You can tell GeoDjango to use a geography column by setting geography=True in your field definition.
class SearchCriteria(models.Model):
geo_location = PointField(
verbose_name='Location coordinates',
geography=True,
)
distance = models.PositiveIntegerField(
verbose_name='Search radius (in meters)',
default=20000,
validators=[
MinValueValidator(100),
MaxValueValidator(30000),
],
)
objects = SearchCriteriaManager()
Django automatically adds an index to all SpatialFields
by settings default spatial_index=True
.
Let's have a look at how the SQL definition of our table looks like after migration.
searchapp=# \d+ core_searchcriteria;
Table "public.core_searchcriteria"
Column | Type | Collation | Nullable | Default | Storage | Stats target | Description
--------------+-----------------------+-----------+----------+-------------------------------------------------+---------+--------------+-------------
id | bigint | | not null | nextval('core_searchcriteria_id_seq'::regclass) | plain | |
geo_location | geography(Point,4326) | | not null | | main | |
distance | integer | | not null | | plain | |
Indexes:
"core_searchcriteria_pkey" PRIMARY KEY, btree (id)
"core_searchcriteria_geo_location_id" gist (geo_location)
Check constraints:
"core_searchcriteria_distance_check" CHECK (distance >= 0)
With the geography
field type we will be able to use regular ST_DWithin
lookups in Django.
In [5]: %time SearchCriteria.objects.filter(
geo_location__dwithin=(poi.geo_location, F('distance'))
).count()
CPU times: user 1.25 ms, sys: 1.04 ms, total: 2.29 ms
Wall time: 85.9 ms
Execution speed was ~90x
🤯 faster comparing to generating buffers and calculating intersections.

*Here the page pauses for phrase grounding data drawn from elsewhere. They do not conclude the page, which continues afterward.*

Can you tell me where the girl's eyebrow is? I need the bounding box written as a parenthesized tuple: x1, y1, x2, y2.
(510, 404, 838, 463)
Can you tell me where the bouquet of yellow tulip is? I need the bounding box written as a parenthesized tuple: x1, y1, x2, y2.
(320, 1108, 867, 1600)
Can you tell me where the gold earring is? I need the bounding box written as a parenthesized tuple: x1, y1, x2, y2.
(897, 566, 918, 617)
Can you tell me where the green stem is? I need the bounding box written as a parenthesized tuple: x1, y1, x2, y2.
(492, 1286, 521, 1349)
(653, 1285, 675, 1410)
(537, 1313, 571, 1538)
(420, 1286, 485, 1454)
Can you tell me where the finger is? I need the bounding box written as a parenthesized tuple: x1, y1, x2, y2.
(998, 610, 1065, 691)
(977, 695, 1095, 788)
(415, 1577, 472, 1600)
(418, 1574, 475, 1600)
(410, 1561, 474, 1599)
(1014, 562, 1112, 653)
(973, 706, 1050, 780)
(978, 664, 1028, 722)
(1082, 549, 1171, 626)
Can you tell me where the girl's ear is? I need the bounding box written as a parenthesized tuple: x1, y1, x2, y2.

While it might sound like a silver bullet such an approach comes with certain caveats and shouldn't be considered as a universal solution especially when you perform other different operations on your geometries. Because geography calculations
involve more mathematics, only a subset of the PostGIS spatial lookups are available for the geography type.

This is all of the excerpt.